言語における高度の平凡性
記事ページ 発行: 2019年08月09日
フランスの文系バカロレア(大学入学資格試験)のディセルタシオン(課題論文)では、いかに正しく、過去の名文を引用するかが重要だという (参考: 鹿島 茂 : 悪の引用句辞典 - マキアヴェリ、シェイクスピア、吉本隆明かく語りき (中公新書, 2013) p.ii.)。
江戸時代の学校では、四書五経(論語など)が重視された。記憶の訓練や修養にはよいであろうが、それが有能な行政官を育むとは、私は かつて思えなかった。
最近になって考えていることは、過去の名文や四書五経が人々に与えたのは、The meaningではなく、A meaningだということだ。
重要な意味(The meaning)ではなく、意味のうちの一つ(A meaning)だということだ。
意味をもつ言葉は、概念をつなぐ。遠く離れた概念をつなぐ行為が、思考だ。よって、意味をもつ言葉は、思考のピース、レゴブロックのようなものなのだ。
いろいろなレゴブロックをもっていれば、いろいろな形を形づくれるし、何より早く作れる。そして、「早く」に「人数」や「時間」を掛け算すると、「大きなもの」・「よく準備されたもの」になるのである。
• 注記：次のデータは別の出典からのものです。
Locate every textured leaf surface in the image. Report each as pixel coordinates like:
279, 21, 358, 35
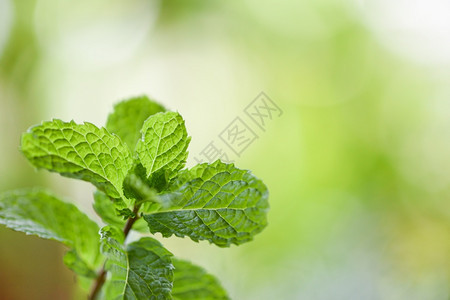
21, 120, 132, 198
106, 96, 165, 150
144, 161, 268, 247
0, 189, 99, 275
172, 259, 230, 300
101, 226, 173, 300
136, 112, 191, 178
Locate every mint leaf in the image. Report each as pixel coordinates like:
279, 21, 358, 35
101, 226, 173, 300
144, 161, 269, 247
172, 259, 230, 300
64, 249, 97, 278
136, 112, 191, 180
106, 96, 165, 150
0, 189, 100, 276
21, 120, 132, 198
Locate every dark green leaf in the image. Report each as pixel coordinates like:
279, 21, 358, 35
144, 161, 269, 247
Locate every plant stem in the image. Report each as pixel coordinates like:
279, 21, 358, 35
88, 205, 140, 300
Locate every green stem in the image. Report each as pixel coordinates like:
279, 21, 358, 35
88, 205, 140, 300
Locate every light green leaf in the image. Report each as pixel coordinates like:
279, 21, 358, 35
0, 189, 100, 275
101, 226, 173, 300
144, 161, 269, 247
172, 258, 230, 300
136, 112, 191, 180
106, 96, 165, 150
64, 249, 97, 278
21, 120, 132, 198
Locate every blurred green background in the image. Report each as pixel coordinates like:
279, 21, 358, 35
0, 0, 450, 300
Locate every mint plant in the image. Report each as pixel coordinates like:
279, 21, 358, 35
0, 97, 268, 300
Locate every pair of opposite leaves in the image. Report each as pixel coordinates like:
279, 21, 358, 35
0, 97, 268, 299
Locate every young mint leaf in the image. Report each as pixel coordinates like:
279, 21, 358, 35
172, 258, 230, 300
0, 189, 100, 275
106, 96, 165, 150
101, 226, 173, 300
21, 120, 132, 198
136, 112, 191, 181
144, 161, 269, 247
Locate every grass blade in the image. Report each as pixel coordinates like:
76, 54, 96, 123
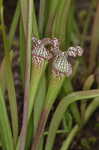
19, 0, 33, 150
45, 90, 99, 150
0, 88, 14, 150
8, 1, 20, 49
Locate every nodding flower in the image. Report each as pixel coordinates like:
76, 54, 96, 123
32, 37, 83, 76
32, 37, 52, 65
52, 40, 83, 76
52, 52, 72, 76
67, 46, 83, 57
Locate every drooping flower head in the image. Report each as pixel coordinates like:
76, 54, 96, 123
52, 39, 83, 76
32, 37, 52, 65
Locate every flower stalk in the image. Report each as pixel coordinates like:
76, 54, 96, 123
32, 38, 82, 150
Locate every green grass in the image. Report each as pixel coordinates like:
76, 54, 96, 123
0, 0, 99, 150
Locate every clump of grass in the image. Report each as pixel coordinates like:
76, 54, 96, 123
0, 0, 99, 150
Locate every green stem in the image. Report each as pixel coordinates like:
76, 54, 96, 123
1, 4, 18, 145
31, 75, 64, 150
8, 1, 20, 49
28, 61, 48, 120
60, 125, 79, 150
19, 0, 33, 150
39, 0, 46, 37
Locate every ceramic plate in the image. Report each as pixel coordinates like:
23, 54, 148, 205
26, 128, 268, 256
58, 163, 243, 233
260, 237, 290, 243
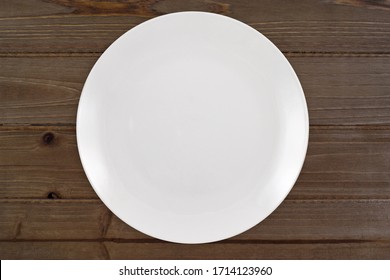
77, 12, 309, 243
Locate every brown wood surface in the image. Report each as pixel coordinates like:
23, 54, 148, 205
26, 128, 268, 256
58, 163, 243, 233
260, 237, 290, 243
0, 125, 390, 199
0, 0, 390, 259
0, 57, 390, 125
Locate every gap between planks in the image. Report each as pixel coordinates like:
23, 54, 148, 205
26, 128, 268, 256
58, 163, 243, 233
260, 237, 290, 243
0, 51, 390, 58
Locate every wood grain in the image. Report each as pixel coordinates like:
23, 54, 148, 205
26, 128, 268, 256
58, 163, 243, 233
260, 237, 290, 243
0, 0, 390, 55
0, 199, 390, 242
0, 56, 390, 125
0, 0, 390, 259
0, 241, 390, 260
0, 126, 390, 199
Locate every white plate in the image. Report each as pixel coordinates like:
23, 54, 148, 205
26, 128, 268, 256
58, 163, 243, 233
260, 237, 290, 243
77, 12, 309, 243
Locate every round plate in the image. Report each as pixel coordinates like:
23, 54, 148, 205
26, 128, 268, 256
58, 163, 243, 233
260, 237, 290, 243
77, 12, 309, 243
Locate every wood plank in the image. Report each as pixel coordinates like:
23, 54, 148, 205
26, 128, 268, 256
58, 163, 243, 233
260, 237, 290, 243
0, 241, 390, 260
0, 126, 390, 199
0, 241, 109, 260
0, 55, 390, 125
0, 199, 390, 242
0, 0, 390, 54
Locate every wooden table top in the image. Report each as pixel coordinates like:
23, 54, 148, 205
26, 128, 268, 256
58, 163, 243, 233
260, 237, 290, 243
0, 0, 390, 259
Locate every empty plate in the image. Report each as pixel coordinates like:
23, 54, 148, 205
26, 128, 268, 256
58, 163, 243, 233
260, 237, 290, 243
77, 12, 309, 243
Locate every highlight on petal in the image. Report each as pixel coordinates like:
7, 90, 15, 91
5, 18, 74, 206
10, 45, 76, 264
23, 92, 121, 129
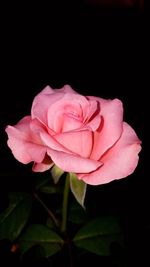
32, 161, 54, 172
91, 99, 123, 160
54, 130, 93, 158
78, 122, 141, 185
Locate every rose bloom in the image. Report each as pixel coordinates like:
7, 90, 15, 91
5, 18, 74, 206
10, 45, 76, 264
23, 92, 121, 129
6, 85, 141, 185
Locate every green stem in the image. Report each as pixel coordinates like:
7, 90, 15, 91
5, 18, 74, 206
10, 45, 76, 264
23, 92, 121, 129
61, 173, 70, 233
33, 192, 59, 227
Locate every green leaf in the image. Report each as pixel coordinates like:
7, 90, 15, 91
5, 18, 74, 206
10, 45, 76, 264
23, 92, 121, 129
69, 173, 87, 208
51, 165, 64, 184
19, 224, 64, 257
35, 172, 51, 190
40, 184, 63, 194
73, 217, 122, 256
0, 192, 32, 241
68, 201, 86, 224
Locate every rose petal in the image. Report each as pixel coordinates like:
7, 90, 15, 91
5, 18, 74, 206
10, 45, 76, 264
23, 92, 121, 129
6, 116, 46, 164
31, 85, 76, 125
78, 123, 141, 185
90, 99, 123, 160
32, 162, 54, 172
40, 132, 71, 153
55, 131, 93, 158
47, 149, 102, 173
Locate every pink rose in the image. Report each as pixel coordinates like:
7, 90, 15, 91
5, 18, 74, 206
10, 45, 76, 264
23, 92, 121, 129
6, 85, 141, 185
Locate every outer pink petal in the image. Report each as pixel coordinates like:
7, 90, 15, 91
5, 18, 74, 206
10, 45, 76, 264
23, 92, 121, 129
55, 130, 93, 158
78, 123, 141, 185
47, 149, 102, 173
31, 85, 76, 125
90, 99, 123, 160
6, 116, 46, 164
32, 162, 54, 172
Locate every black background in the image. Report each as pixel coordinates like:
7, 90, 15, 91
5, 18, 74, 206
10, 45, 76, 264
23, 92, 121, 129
0, 1, 150, 266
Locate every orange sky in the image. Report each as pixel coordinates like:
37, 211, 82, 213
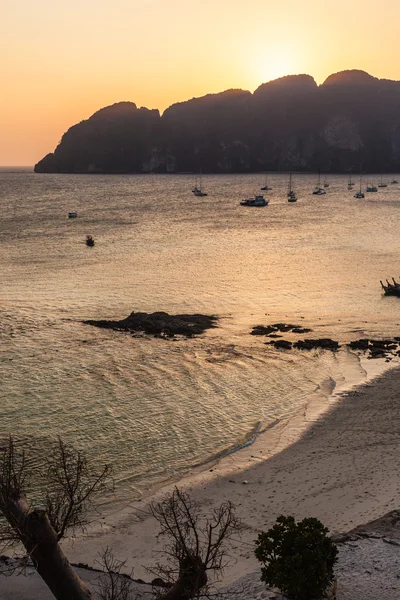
0, 0, 400, 165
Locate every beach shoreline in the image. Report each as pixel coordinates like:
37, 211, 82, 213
58, 352, 400, 585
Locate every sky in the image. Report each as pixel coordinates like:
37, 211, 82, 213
0, 0, 400, 166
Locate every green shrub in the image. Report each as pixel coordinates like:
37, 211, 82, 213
255, 516, 338, 600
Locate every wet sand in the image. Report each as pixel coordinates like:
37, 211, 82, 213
58, 360, 400, 584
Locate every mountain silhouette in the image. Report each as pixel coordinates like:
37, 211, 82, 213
35, 70, 400, 173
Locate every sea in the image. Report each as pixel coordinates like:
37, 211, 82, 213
0, 168, 400, 503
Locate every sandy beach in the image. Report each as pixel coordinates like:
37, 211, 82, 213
55, 356, 400, 585
0, 356, 400, 600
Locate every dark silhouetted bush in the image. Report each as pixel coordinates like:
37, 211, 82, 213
255, 516, 338, 600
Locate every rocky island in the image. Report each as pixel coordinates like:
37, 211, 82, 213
35, 70, 400, 173
83, 311, 217, 338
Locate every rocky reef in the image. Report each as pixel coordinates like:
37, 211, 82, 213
83, 311, 218, 338
250, 323, 400, 361
35, 70, 400, 173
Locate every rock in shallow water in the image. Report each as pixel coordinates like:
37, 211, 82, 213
83, 311, 218, 337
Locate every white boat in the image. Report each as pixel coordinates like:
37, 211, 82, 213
288, 173, 297, 202
347, 173, 354, 190
240, 194, 269, 206
192, 173, 207, 198
261, 173, 272, 192
354, 175, 365, 198
378, 175, 387, 187
313, 173, 326, 196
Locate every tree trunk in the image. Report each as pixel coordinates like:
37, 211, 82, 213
160, 556, 207, 600
8, 495, 94, 600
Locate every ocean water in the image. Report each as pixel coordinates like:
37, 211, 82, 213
0, 170, 400, 500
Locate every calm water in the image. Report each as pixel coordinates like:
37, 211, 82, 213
0, 172, 400, 498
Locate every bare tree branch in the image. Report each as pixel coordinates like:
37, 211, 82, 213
97, 546, 133, 600
0, 437, 109, 600
150, 488, 240, 600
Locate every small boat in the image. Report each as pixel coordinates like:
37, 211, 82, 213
378, 175, 387, 187
313, 173, 326, 196
261, 173, 272, 192
240, 194, 269, 206
354, 175, 365, 198
288, 173, 297, 202
381, 277, 400, 296
192, 173, 207, 198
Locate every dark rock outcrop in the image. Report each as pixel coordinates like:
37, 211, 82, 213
35, 70, 400, 173
83, 312, 218, 338
293, 338, 340, 351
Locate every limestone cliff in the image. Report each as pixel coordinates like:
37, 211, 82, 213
35, 70, 400, 173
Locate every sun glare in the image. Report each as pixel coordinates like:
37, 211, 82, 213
262, 53, 296, 82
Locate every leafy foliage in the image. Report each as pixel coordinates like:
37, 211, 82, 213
255, 516, 338, 600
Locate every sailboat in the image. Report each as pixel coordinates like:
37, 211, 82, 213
192, 172, 207, 198
378, 175, 387, 187
288, 173, 297, 202
261, 173, 272, 192
353, 173, 365, 198
365, 183, 378, 192
313, 171, 326, 196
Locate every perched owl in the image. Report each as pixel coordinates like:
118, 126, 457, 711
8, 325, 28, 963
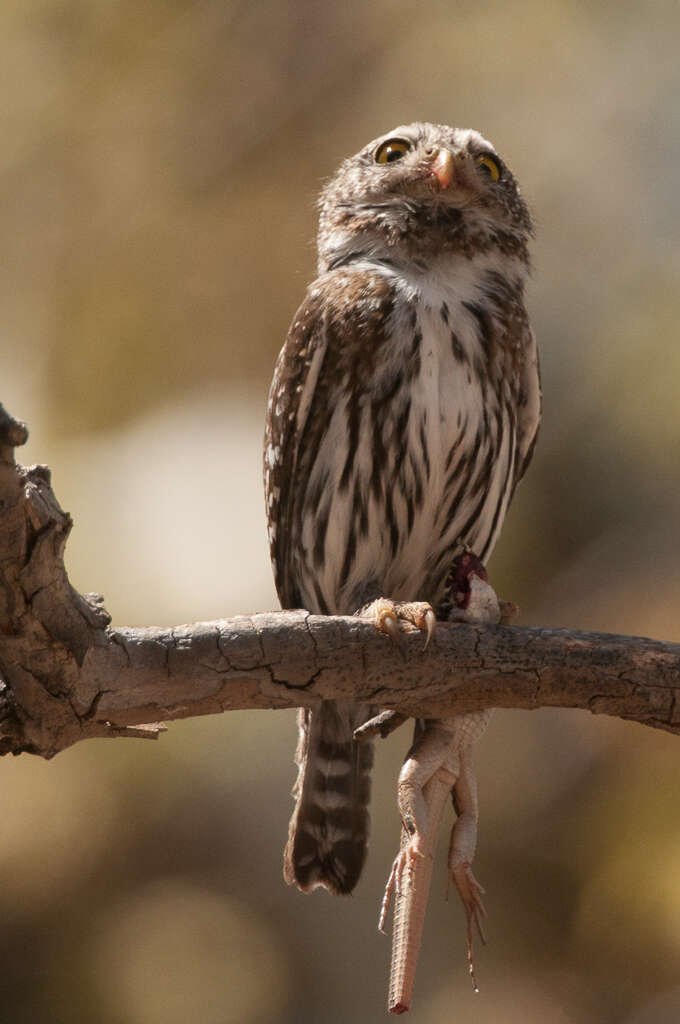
264, 123, 541, 893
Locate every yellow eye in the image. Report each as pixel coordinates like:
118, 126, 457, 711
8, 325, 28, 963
376, 138, 411, 164
477, 153, 501, 181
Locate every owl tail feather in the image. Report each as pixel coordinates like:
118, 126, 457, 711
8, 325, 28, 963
284, 700, 375, 895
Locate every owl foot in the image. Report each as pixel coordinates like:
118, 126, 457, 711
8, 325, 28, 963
359, 597, 436, 650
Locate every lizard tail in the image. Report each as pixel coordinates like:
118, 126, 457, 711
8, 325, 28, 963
284, 700, 374, 895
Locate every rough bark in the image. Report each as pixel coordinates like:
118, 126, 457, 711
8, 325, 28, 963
0, 406, 680, 758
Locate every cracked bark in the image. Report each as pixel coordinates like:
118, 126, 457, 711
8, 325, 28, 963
0, 406, 680, 758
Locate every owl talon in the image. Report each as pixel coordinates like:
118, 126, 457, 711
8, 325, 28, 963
423, 608, 437, 650
358, 597, 436, 650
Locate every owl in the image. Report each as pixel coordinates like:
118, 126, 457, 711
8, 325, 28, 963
264, 123, 541, 893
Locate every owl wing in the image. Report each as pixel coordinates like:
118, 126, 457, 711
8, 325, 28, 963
264, 285, 328, 608
513, 324, 542, 490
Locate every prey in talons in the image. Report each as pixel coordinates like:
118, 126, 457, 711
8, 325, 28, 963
358, 597, 436, 650
363, 551, 502, 1014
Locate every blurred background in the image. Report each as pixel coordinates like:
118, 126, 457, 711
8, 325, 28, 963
0, 0, 680, 1024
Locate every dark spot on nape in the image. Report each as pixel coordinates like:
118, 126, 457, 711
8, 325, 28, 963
463, 302, 494, 348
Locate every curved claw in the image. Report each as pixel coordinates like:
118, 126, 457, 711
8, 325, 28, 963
423, 608, 437, 650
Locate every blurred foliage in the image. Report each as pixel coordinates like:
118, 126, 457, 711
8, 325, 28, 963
0, 0, 680, 1024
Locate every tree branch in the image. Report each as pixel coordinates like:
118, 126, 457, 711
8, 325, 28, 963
0, 406, 680, 758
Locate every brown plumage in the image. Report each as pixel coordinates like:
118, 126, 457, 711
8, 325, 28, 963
264, 123, 540, 892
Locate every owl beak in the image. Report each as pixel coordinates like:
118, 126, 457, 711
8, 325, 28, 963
430, 150, 454, 188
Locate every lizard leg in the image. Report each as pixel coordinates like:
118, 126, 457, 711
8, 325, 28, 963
378, 721, 456, 932
449, 746, 486, 991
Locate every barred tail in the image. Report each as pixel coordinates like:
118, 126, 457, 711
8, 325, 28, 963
284, 700, 374, 894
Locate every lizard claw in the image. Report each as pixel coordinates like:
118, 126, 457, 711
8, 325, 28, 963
451, 862, 486, 992
423, 608, 437, 650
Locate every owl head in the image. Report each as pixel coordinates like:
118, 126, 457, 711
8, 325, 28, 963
318, 122, 532, 271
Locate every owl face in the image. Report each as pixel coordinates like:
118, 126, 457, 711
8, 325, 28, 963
318, 122, 532, 268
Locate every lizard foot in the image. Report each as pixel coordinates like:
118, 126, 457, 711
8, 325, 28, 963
358, 597, 436, 650
450, 861, 486, 992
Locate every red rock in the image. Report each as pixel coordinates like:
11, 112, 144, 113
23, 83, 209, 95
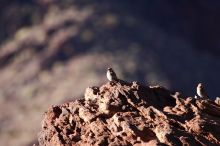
38, 81, 220, 146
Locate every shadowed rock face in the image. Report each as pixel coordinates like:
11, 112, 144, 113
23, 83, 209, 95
38, 81, 220, 146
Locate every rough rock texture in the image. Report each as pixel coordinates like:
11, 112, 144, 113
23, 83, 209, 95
38, 81, 220, 146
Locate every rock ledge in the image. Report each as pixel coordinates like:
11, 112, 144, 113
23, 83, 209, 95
38, 81, 220, 146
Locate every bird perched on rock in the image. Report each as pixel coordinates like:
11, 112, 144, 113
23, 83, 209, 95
196, 83, 209, 98
106, 68, 118, 81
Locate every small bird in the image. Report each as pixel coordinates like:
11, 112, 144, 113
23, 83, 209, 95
106, 68, 118, 81
196, 83, 209, 98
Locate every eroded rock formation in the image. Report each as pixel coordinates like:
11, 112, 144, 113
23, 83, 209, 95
38, 81, 220, 146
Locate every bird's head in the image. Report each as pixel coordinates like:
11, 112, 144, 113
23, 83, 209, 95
197, 83, 203, 88
108, 67, 112, 71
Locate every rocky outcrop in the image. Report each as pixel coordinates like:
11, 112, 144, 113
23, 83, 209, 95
38, 81, 220, 146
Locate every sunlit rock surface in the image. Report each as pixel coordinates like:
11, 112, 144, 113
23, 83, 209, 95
38, 81, 220, 146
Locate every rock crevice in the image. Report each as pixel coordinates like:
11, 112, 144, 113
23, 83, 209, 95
38, 81, 220, 146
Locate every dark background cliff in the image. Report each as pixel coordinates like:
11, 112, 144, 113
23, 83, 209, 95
0, 0, 220, 145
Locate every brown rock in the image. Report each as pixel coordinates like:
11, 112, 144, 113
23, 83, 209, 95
38, 81, 220, 146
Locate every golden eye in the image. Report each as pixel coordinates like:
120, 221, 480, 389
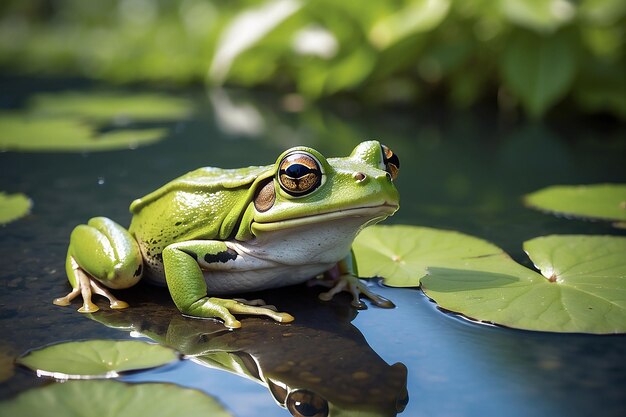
278, 151, 322, 196
380, 145, 400, 181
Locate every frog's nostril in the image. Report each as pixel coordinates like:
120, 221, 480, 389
352, 172, 367, 182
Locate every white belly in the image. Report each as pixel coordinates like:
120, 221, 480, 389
141, 213, 366, 295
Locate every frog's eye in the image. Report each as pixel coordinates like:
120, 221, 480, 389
278, 151, 322, 197
285, 390, 329, 417
380, 145, 400, 181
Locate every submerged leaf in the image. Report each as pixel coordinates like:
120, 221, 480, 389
0, 192, 32, 224
524, 184, 626, 222
17, 340, 178, 379
0, 381, 231, 417
352, 225, 507, 287
0, 114, 167, 152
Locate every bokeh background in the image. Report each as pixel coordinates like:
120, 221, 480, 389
0, 0, 626, 120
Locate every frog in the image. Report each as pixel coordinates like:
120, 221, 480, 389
53, 140, 400, 329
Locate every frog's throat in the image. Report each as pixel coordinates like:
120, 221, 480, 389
251, 203, 399, 234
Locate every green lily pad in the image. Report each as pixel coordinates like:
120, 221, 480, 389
0, 114, 167, 152
30, 92, 191, 122
352, 225, 507, 287
0, 192, 32, 224
16, 340, 179, 379
524, 184, 626, 223
421, 235, 626, 334
0, 381, 231, 417
353, 226, 626, 334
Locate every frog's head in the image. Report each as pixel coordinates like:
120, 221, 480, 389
246, 141, 400, 235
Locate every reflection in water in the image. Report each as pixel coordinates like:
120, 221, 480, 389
91, 282, 408, 417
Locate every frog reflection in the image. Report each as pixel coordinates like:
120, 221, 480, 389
91, 288, 408, 417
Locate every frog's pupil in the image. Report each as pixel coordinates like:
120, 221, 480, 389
285, 164, 315, 178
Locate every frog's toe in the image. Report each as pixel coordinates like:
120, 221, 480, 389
319, 275, 395, 310
52, 288, 80, 307
109, 299, 129, 310
89, 279, 128, 310
78, 300, 100, 313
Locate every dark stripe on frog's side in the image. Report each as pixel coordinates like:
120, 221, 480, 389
204, 249, 237, 264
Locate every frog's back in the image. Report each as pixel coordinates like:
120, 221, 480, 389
129, 166, 271, 273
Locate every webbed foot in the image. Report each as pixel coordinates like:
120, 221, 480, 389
52, 258, 128, 313
183, 297, 294, 329
309, 274, 395, 310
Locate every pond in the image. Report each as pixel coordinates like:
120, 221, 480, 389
0, 78, 626, 417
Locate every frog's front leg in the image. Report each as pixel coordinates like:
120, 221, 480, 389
313, 252, 395, 310
53, 217, 143, 313
163, 240, 293, 328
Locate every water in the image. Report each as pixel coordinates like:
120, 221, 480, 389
0, 75, 626, 417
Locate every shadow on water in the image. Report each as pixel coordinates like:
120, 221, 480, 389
0, 79, 626, 417
91, 286, 408, 417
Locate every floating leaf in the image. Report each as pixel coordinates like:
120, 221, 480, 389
0, 192, 32, 224
524, 184, 626, 226
0, 114, 167, 152
353, 226, 626, 333
30, 91, 191, 122
0, 381, 231, 417
17, 340, 178, 379
421, 235, 626, 334
352, 225, 506, 287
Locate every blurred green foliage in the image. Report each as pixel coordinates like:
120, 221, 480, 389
0, 0, 626, 118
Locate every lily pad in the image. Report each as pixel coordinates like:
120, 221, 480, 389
353, 226, 626, 334
0, 381, 231, 417
421, 235, 626, 334
16, 340, 179, 379
0, 192, 32, 224
352, 225, 507, 287
30, 92, 191, 122
0, 114, 167, 152
524, 184, 626, 223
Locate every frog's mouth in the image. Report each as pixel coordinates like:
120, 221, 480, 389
251, 202, 399, 232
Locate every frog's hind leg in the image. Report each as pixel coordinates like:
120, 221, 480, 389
53, 217, 143, 313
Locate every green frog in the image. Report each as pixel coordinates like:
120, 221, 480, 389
54, 141, 400, 328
名文や四書五経は、広く意味が共有されていたので、「人数」がいても「時間」が経っても意味がブレない。名文や四書五経を引用するのは平凡かもしれないが、標準語がなく、統一的な教育が実施されない世界で、名文や四書五経は、不可能を可能にした。創造の中心に位置したのだ。高度の平凡性である。
対して、名文や四書五経以外の、創作された文は、非凡な創作物ではある。しかし、文は共有されないし、意味も正しく伝わらない。「サブ」カルチャーであったのだ。
非・情報社会での話ではある。しかし、現代においても、非・情報社会で情報社会を実現する方法を知っていることは、役に立つだろう。我々の周りは澄み切っているわけではない。